ウェブマガジン カムイミンタラ

1984年11月号/第5号  [ずいそう]    

秋の果物
伊藤 倭子 (いとう わこ ・ 版画家)

秋はやはり、いろいろな果物が店頭で豊富に出回っているのを見かけるのだが、私の子供のころには見たこともないような、洋風の果物もずいぶん見られるようになってきた。真っ赤なナシとか、緑の小粒のナシもでてきて色や形は私の食欲をそそるのだが、甘みはあっても香りのないのはどうしてなのだろうか。私の2年間のフランス滞在はもう十何年か前のことになってしまったが、市場で山積みされた果物があたり一面放つ香りをいまでも忘れることはできない。

ニースに住んでいる姉夫婦の家の庭の緑色のブドウは、手入れされていないのに秋には甘さと香りをたたえて私たちをたのしませてくれていたし、マドリッドで食べた大粒の黒いブドウは皮もやわらかく、種をかみくだいてみんな飲み込んでしまうのだが、甘い香りと種の渋味とが調和して、なんともいえないものだった。

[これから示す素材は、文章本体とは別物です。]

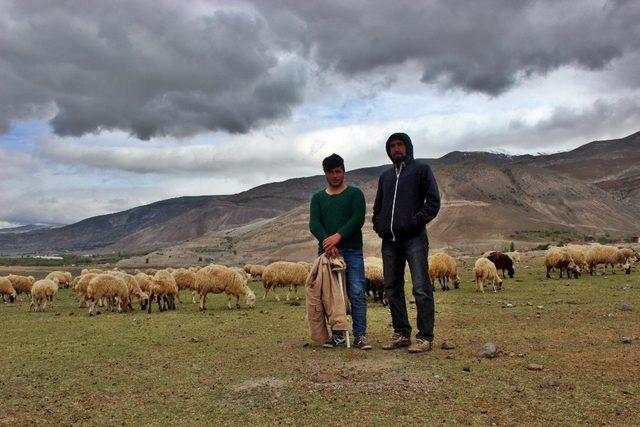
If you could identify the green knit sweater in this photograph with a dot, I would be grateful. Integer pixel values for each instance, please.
(339, 213)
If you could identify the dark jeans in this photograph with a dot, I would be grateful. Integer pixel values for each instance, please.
(395, 255)
(355, 289)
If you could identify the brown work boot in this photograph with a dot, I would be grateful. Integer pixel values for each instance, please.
(420, 345)
(396, 341)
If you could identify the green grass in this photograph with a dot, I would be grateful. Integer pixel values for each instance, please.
(254, 366)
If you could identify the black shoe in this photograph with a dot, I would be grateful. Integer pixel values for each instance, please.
(335, 340)
(362, 343)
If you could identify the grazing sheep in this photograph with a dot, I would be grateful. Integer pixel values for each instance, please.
(91, 270)
(443, 267)
(630, 254)
(373, 261)
(607, 255)
(515, 256)
(185, 279)
(374, 282)
(134, 290)
(110, 287)
(6, 288)
(284, 273)
(21, 284)
(578, 254)
(64, 278)
(256, 271)
(485, 270)
(42, 291)
(164, 289)
(80, 287)
(502, 262)
(216, 279)
(562, 260)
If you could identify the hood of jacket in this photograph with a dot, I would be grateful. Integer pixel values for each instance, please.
(407, 142)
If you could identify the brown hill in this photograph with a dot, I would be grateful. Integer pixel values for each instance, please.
(488, 200)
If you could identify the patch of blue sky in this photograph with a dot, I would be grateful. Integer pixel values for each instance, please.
(23, 135)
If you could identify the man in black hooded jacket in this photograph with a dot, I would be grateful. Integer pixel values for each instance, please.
(406, 201)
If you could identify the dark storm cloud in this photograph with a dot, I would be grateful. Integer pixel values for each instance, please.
(151, 68)
(477, 46)
(180, 68)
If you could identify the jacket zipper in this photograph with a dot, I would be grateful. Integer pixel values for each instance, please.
(393, 206)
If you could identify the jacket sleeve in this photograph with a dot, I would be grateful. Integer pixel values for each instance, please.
(377, 205)
(315, 225)
(356, 221)
(429, 190)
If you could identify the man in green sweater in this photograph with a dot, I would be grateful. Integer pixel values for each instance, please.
(336, 219)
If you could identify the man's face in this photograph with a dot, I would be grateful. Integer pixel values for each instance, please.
(335, 176)
(398, 151)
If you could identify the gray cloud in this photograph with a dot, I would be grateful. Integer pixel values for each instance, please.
(162, 68)
(484, 47)
(150, 68)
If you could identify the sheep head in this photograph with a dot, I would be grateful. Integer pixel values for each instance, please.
(250, 297)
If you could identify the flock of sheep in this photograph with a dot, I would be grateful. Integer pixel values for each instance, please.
(116, 290)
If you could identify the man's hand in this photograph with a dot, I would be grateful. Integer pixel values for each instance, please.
(331, 241)
(333, 252)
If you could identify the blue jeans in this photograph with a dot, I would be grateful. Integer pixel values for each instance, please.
(395, 255)
(355, 289)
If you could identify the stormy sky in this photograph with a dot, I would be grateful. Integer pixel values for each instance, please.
(106, 105)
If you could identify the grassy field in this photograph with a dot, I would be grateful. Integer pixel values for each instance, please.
(258, 366)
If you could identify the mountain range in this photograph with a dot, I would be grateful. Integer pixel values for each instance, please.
(488, 201)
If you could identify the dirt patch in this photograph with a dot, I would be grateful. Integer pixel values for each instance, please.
(258, 383)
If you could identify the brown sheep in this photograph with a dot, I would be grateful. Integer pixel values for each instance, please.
(443, 267)
(562, 260)
(6, 288)
(485, 270)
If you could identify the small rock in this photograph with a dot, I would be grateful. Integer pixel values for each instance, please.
(448, 345)
(488, 350)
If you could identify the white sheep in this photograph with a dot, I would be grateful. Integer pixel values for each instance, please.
(6, 289)
(607, 255)
(42, 291)
(216, 279)
(443, 267)
(110, 287)
(485, 270)
(561, 259)
(164, 289)
(21, 284)
(185, 279)
(284, 273)
(64, 278)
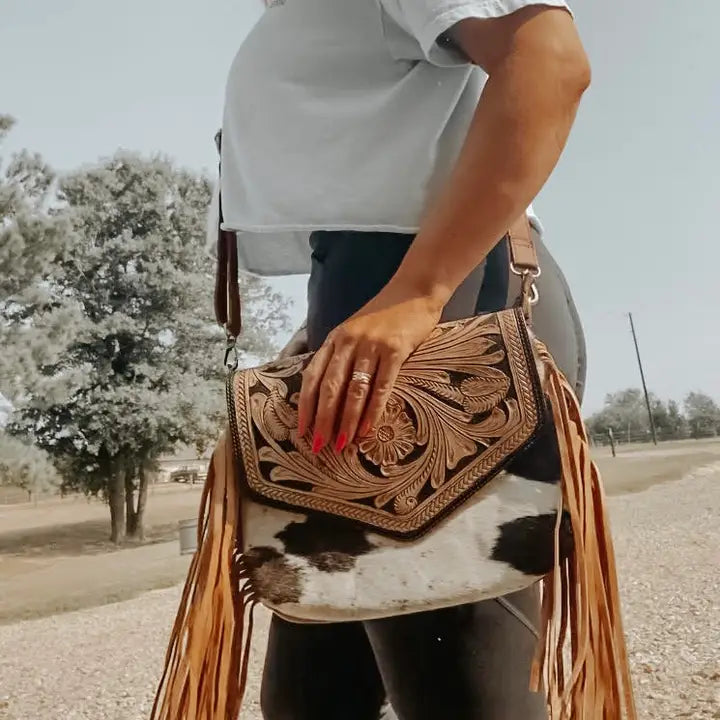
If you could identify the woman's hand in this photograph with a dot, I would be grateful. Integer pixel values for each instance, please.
(349, 380)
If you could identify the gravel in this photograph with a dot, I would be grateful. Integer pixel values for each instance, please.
(103, 663)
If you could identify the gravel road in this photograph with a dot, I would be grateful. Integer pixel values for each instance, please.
(102, 664)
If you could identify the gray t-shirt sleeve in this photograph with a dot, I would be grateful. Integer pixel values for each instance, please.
(428, 20)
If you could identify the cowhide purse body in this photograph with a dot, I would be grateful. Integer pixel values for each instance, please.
(476, 483)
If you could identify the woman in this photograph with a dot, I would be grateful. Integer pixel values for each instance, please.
(404, 137)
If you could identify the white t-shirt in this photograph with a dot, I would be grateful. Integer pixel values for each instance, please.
(344, 114)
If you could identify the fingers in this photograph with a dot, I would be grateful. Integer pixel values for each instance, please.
(333, 387)
(386, 375)
(345, 388)
(358, 390)
(310, 388)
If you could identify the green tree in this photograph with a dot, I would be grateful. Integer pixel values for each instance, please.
(26, 466)
(36, 321)
(677, 423)
(142, 371)
(703, 415)
(626, 413)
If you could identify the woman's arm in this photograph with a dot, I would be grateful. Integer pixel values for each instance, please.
(538, 72)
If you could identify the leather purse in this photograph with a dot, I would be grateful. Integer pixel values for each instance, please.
(476, 483)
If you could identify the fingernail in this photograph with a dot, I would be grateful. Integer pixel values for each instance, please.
(341, 442)
(318, 443)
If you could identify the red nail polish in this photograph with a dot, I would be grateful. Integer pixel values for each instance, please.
(318, 443)
(341, 442)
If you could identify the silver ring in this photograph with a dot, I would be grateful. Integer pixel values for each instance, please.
(362, 377)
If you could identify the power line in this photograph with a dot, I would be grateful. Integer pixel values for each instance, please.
(642, 378)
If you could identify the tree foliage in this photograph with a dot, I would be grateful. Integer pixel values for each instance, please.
(625, 413)
(703, 415)
(26, 466)
(119, 357)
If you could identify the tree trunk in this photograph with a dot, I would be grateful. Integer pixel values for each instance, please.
(130, 502)
(116, 498)
(138, 526)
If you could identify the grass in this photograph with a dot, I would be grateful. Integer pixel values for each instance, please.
(55, 555)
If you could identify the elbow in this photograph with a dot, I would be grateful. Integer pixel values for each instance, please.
(566, 65)
(576, 74)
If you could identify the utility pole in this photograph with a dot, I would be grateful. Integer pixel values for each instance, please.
(642, 377)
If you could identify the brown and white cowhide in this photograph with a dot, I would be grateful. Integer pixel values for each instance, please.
(314, 568)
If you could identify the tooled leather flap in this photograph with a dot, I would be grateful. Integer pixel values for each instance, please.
(465, 402)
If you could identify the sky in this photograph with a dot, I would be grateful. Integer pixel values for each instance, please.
(630, 212)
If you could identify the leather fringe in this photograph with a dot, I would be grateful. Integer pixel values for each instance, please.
(207, 659)
(580, 598)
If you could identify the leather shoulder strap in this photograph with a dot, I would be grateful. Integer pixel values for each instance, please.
(228, 310)
(523, 254)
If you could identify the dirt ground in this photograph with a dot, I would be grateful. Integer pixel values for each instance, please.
(55, 557)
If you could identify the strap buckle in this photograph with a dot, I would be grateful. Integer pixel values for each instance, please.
(231, 359)
(529, 294)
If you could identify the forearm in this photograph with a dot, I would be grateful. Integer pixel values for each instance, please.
(518, 132)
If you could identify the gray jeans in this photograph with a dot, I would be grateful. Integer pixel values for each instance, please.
(470, 662)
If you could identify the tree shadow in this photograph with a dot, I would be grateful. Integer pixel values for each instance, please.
(72, 539)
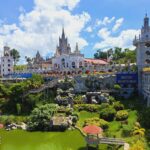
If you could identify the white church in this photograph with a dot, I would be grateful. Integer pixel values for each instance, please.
(67, 61)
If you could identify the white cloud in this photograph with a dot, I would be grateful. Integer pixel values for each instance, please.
(118, 23)
(104, 33)
(89, 29)
(124, 40)
(40, 28)
(105, 21)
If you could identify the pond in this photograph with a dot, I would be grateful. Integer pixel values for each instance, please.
(23, 140)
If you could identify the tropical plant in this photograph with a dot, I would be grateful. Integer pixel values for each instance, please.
(39, 119)
(121, 115)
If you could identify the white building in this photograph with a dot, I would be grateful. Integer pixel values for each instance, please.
(6, 62)
(67, 61)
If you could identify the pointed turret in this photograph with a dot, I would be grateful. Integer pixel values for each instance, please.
(146, 21)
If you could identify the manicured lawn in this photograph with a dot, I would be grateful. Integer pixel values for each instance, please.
(84, 115)
(22, 140)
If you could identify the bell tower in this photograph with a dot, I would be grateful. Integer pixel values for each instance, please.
(142, 44)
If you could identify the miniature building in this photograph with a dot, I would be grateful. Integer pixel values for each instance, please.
(143, 60)
(67, 61)
(6, 62)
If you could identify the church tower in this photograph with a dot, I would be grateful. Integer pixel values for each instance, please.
(142, 44)
(64, 47)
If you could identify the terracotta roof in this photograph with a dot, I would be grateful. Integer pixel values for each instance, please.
(95, 61)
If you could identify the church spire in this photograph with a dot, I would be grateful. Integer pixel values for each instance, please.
(146, 21)
(63, 33)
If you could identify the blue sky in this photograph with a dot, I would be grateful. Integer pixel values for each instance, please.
(94, 24)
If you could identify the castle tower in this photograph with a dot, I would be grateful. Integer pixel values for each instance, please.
(143, 50)
(64, 47)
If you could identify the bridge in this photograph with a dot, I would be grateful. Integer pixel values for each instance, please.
(51, 84)
(105, 140)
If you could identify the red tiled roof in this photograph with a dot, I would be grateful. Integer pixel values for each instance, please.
(92, 129)
(95, 61)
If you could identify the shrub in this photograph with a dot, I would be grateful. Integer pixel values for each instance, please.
(118, 106)
(139, 145)
(122, 115)
(96, 121)
(108, 113)
(87, 107)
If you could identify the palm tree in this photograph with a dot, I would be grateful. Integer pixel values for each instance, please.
(138, 131)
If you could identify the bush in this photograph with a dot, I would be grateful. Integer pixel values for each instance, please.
(87, 107)
(117, 87)
(118, 106)
(122, 115)
(139, 145)
(96, 121)
(12, 119)
(108, 113)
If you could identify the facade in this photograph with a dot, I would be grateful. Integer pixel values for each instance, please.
(66, 61)
(143, 59)
(6, 62)
(143, 50)
(39, 64)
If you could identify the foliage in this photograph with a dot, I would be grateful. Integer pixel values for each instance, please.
(12, 119)
(96, 121)
(139, 145)
(118, 106)
(40, 117)
(121, 115)
(36, 81)
(18, 107)
(78, 99)
(144, 118)
(108, 113)
(87, 107)
(138, 130)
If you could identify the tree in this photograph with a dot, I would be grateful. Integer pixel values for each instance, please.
(15, 54)
(139, 131)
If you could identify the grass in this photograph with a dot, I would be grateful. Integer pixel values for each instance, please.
(22, 140)
(85, 115)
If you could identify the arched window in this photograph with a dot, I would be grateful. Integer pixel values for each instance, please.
(73, 64)
(63, 62)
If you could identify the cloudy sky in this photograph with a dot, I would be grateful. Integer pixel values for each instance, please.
(31, 25)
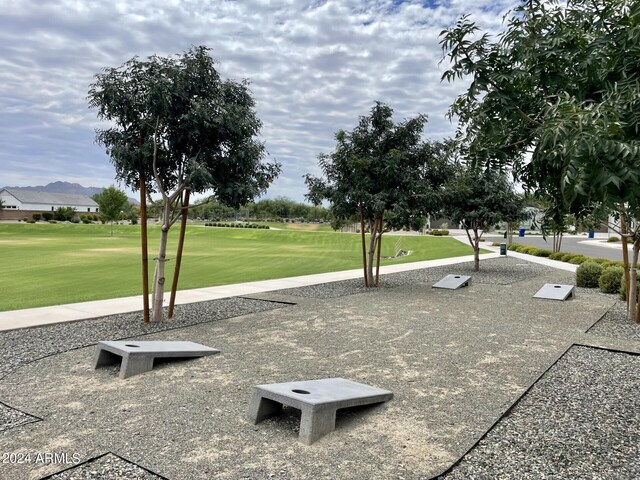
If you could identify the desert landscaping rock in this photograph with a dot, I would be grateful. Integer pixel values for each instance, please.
(106, 467)
(455, 360)
(10, 418)
(615, 324)
(581, 420)
(18, 347)
(494, 271)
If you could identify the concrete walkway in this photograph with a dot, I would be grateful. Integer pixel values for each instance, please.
(33, 317)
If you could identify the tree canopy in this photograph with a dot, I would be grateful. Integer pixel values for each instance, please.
(181, 127)
(384, 171)
(479, 200)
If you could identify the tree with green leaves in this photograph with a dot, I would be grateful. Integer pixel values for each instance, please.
(111, 203)
(384, 173)
(480, 199)
(556, 97)
(179, 126)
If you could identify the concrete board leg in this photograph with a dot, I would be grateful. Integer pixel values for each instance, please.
(102, 358)
(316, 423)
(262, 408)
(135, 364)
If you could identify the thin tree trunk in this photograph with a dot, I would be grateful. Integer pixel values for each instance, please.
(476, 251)
(379, 249)
(633, 291)
(364, 248)
(159, 278)
(625, 257)
(145, 251)
(373, 232)
(176, 272)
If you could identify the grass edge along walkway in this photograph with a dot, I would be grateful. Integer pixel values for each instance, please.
(58, 264)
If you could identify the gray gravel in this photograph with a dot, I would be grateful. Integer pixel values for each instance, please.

日本の巨峰は大粒で甘いが、皮をむかずに食べられないのは残念である。暑い陽ざしのトレドで食べた冷たいメロンのみずみずしさと甘みと香り、日本のメロンの3倍もの大きさは、のどの渇きを癒すのにじゅうぶんだった。暑さといえば、ローマの露店で食べたスイカ。歩き疲れて、貧乏人しか食べないと悪口を言われているスイカにとびついたときのことは忘れられない。

南仏の農家の庭になっている小さな、真っ赤なリンゴはところどころ虫のあとがついていても、甘さと香りのすばらしさは、最近でている姫リンゴなどとはくらべようもない。

ニースの郊外でよく見かける黒いサクランボが店頭に山積みされると、そのおいしさに誘われて、冬のパリの町角の焼き栗のように、いくら食べてもとまらずに口じゅうを真っ黒にしてしまい、ひと前にでるのもできなくなってしまったことも思い出されて、懐かしいばかりである。